THE LOCKPICKER directed by Randall ­Okita, at the REEL ASIAN FILM FESTIVAL Wednesday (November 16), 6 pm. TIFF Bell Lightbox 2. 105 minutes. reelasian.com.


The Lockpicker drips with so much authenticity, it almost feels like a dreamy documentary.

That’s because when Toronto writer/director Randall Okita set out to make his first full-length film, a dark coming-of-age story, he was determined to tackle it the only way he thought he should: by filming almost entirely in real local classrooms during the school year. He also made sure to cast actual teens in the key roles.

“Why would I rent an empty school and hire 30-year-old actors who speak like how they believe kids speak?” Okita says.

In The Lockpicker, Hashi (Keigian Umi Tang) wants to leave town after his friends fall victim to violence. He roams around the halls of his school, the real-life Central Toronto Academy on Shaw, as bullying, stealing and depression threaten to bury him.

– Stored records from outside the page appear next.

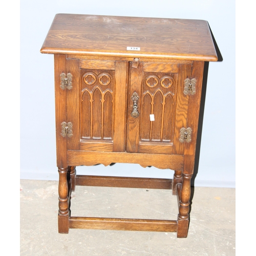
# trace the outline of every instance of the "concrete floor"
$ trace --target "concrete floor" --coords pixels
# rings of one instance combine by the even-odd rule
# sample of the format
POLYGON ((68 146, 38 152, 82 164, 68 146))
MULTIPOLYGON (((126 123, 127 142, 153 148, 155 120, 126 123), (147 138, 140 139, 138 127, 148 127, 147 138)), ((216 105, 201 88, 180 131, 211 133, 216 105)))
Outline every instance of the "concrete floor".
MULTIPOLYGON (((176 220, 172 191, 77 186, 72 216, 176 220)), ((20 255, 236 255, 235 189, 195 188, 188 235, 57 229, 58 182, 20 180, 20 255)))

Okita, an award-winning shorts director, and his crew worked with CTA’s principal and teachers while filming in classrooms for more than two years, focusing their sessions during winter months. Okita calls it an “open book” process, which allowed students to visit a classroom that was being used as a filmmakers’ hub to ask questions about the film or the technical side of shooting.

“As someone who has experience working with youth and educating students about filmmaking, this was natural for me,” he says.

Students at CTA felt so comfortable with Okita and his team that they dispensed with the usual auditions for lead actor. Tang, now 20, on a break from his media arts class, ran into producer Jason Lapeyre, whom he worked with as a grip on a past project, in the hallway. Tang says he then “stalked and followed Jason until he met up with Randall, and then Randall gave me his card.”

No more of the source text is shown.